Rich Feature Learning: Learns features at multiple receptive fields simultaneously.
Parallelism: More effective than deeper or wider models with uniform layers.

Example:

Assume an input of size $28 \times 28 \times 192$ . After passing through an Inception module, we may get something like:

1x1 branch → 64 channels
3x3 branch → 128 channels
5x5 branch → 32 channels
Pooling branch → 32 channels
Total output depth: 256

Improvements Over Time

GoogLeNet inspired many improved versions:

Inception v2/v3: Factorization of convolutions (e.g., 5x5 → two 3x3 layers)
Inception v4: Combined ideas from ResNet and Inception (e.g., Inception-ResNet)
Use of BatchNorm and Auxiliary Classifiers

These tricks improved accuracy without dramatically increasing parameters.

The Inception architecture was a major leap forward in CNN design:

It introduced the concept of multi-path architectures
Emphasized computational efficiency
Leveraged 1x1 convolutions to control model complexity

This paved the way for even more efficient models like MobileNet and EfficientNet.

MobileNet and EfficientNet

MobileNet

As deep learning models became larger and deeper, they demanded more memory and computation — not ideal for mobile or embedded devices. MobileNet, introduced by Google in 2017, addressed this challenge by proposing a highly efficient architecture using depthwise separable convolutions.

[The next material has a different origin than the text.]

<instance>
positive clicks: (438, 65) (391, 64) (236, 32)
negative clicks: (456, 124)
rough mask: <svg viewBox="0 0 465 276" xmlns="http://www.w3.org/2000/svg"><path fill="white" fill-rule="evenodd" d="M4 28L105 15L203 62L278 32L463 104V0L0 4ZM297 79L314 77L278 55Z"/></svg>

Standard Convolution vs. Depthwise Separable Convolution

Let’s recall the standard convolution:

Given an input of size $H \times W \times D in$ , applying $N$ filters of size $K \times K \times D$ in produces an output of size $H^{'} \times W^{'} \times N$ .

Computation Cost: $K \cdot K \cdot D_{in} \cdot N \cdot H^{'} \cdot W^{'}$

MobileNet factorizes this into two steps:

Depthwise Convolution:
Apply one filter per input channel — no cross-channel combination.
Cost:

$K \cdot K \cdot D_{in} \cdot H^{'} \cdot W^{'}$
Pointwise Convolution (1x1):
Mix the depthwise output with $N$ 1x1 filters.
Cost: $D_{in} \cdot N \cdot H^{'} \cdot W^{'}$

✅ Total Cost:

$K^{2} \cdot D_{in} \cdot H^{'} \cdot W^{'} + D_{in} \cdot N \cdot H^{'} \cdot W^{'}$

which is ~9x less than standard convolution when $K = 3$ .

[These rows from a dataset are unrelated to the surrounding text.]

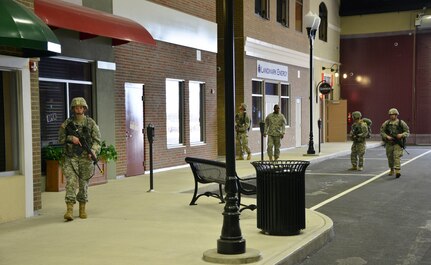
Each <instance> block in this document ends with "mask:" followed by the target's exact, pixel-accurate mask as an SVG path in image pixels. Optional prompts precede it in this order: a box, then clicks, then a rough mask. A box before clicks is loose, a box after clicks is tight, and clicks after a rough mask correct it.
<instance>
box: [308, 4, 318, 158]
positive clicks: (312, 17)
mask: <svg viewBox="0 0 431 265" xmlns="http://www.w3.org/2000/svg"><path fill="white" fill-rule="evenodd" d="M304 24H305V27H306V29H307V34H308V38H309V40H310V139H309V142H308V150H307V155H314V154H316V151H315V150H314V141H313V100H312V98H313V73H314V68H313V44H314V39H315V37H316V32H317V29H318V28H319V25H320V17H319V16H317V15H316V14H314V13H313V12H311V11H310V12H308V14H307V15H305V17H304Z"/></svg>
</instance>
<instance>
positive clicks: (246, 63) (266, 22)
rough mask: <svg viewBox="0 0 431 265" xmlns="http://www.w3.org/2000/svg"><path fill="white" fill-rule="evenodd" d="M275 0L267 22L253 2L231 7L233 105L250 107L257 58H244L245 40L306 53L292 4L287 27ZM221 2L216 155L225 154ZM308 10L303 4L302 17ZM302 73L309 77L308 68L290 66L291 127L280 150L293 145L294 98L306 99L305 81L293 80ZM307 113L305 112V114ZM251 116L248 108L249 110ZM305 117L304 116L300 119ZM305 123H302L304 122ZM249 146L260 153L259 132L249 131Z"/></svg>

MobileNet Architecture (V1 Highlights)

MobileNetV1 is built by stacking depthwise separable convolutions instead of regular ones. It also introduces:

Width Multiplier (α): Shrinks the number of channels (e.g., α=0.75 reduces model size).
Resolution Multiplier (ρ): Reduces input image size to further save computation.

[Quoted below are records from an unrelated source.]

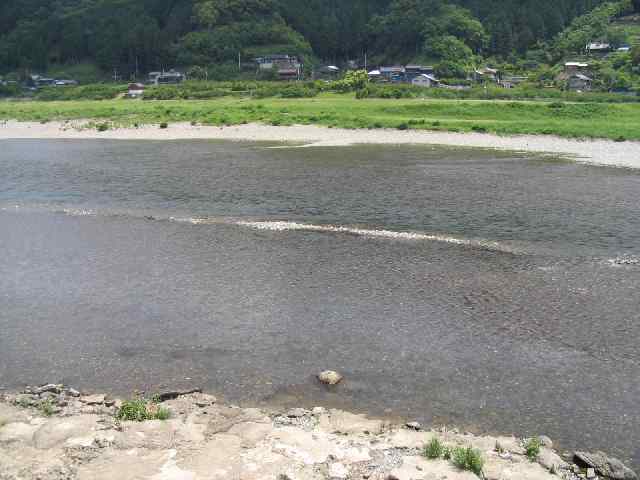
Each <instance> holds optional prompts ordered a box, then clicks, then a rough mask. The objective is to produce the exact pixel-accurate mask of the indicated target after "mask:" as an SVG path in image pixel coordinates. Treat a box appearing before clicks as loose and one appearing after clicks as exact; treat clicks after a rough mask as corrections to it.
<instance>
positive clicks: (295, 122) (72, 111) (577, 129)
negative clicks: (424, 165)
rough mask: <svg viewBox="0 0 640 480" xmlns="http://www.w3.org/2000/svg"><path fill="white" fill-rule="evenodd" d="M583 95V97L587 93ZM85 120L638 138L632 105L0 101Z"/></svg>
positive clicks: (458, 103)
mask: <svg viewBox="0 0 640 480" xmlns="http://www.w3.org/2000/svg"><path fill="white" fill-rule="evenodd" d="M587 98H589V96H587ZM3 119H16V120H30V121H38V122H45V121H48V120H73V119H93V123H92V125H93V127H92V128H98V126H99V125H105V124H106V128H105V129H108V128H110V127H111V126H117V125H125V126H135V125H136V124H137V125H141V124H150V123H153V124H156V125H157V124H160V123H161V122H166V123H167V124H168V128H169V129H171V128H172V124H174V123H176V122H186V123H191V122H194V123H199V124H208V125H237V124H242V123H248V122H261V123H266V124H276V125H295V124H302V125H309V124H316V125H324V126H327V127H344V128H402V129H405V128H408V129H415V130H436V131H438V130H441V131H457V132H471V131H476V132H482V131H485V132H492V133H498V134H553V135H560V136H565V137H593V138H596V137H601V138H610V139H618V140H622V139H627V140H640V104H638V103H622V104H615V103H608V102H606V103H590V102H583V103H574V102H566V103H565V102H560V101H553V102H548V101H547V102H544V101H535V102H530V101H524V102H522V101H504V100H502V101H493V100H486V101H478V100H450V99H419V98H408V99H398V100H386V99H377V98H372V99H369V100H366V101H363V100H357V99H356V98H354V95H353V94H333V93H320V94H318V96H317V97H315V98H282V97H270V98H265V99H260V98H255V97H235V96H224V97H220V98H215V99H211V100H191V101H175V100H168V101H163V100H158V101H151V102H149V101H138V100H121V99H117V100H101V101H90V100H82V101H65V102H38V101H33V102H0V120H3Z"/></svg>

Together, these enable a trade-off between accuracy and resource usage.

MobileNet is often used as a backbone in real-time applications (e.g., object detection on smartphones, AR apps).

EfficientNet

Introduced in 2019 by Google AI, EfficientNet pushes the boundary of model performance by scaling neural networks systematically.

The Problem: How to Scale a CNN?

You can make a CNN more powerful by:

Increasing depth (more layers)
Increasing width (more channels)
Increasing resolution (larger input images)

But how much of each?

Compound Scaling: Efficient Strategy

Instead of arbitrarily scaling one dimension, EfficientNet introduces a compound coefficient (ϕ) that balances all three:

$depth: width: resolution: subject to: d = α^{ϕ} w = β^{ϕ} r = γ^{ϕ} α \cdot β^{2} \cdot γ^{2} \approx 2$

ϕ controls the available resources (e.g., more computation).
α, β, γ are constants determined via grid search.

Performance

EfficientNet models (B0 to B7) are built on the same base architecture (EfficientNet-B0), with progressively larger values of ϕ.

EfficientNet-B0: baseline
EfficientNet-B1 to B7: scaled versions with increasing capacity

✅ Result:
EfficientNet achieves better accuracy with fewer parameters compared to deeper networks like ResNet-152 or Inception-v4.

Architecture	Key Idea	Efficiency Trick
MobileNet	Lightweight model for mobile	Depthwise separable convolutions
EfficientNet	Scalable and accurate model	Compound scaling across depth, width, resolution

Both architectures represent the evolution of CNN design towards compact, fast, and powerful models — a necessary shift for real-world AI deployment.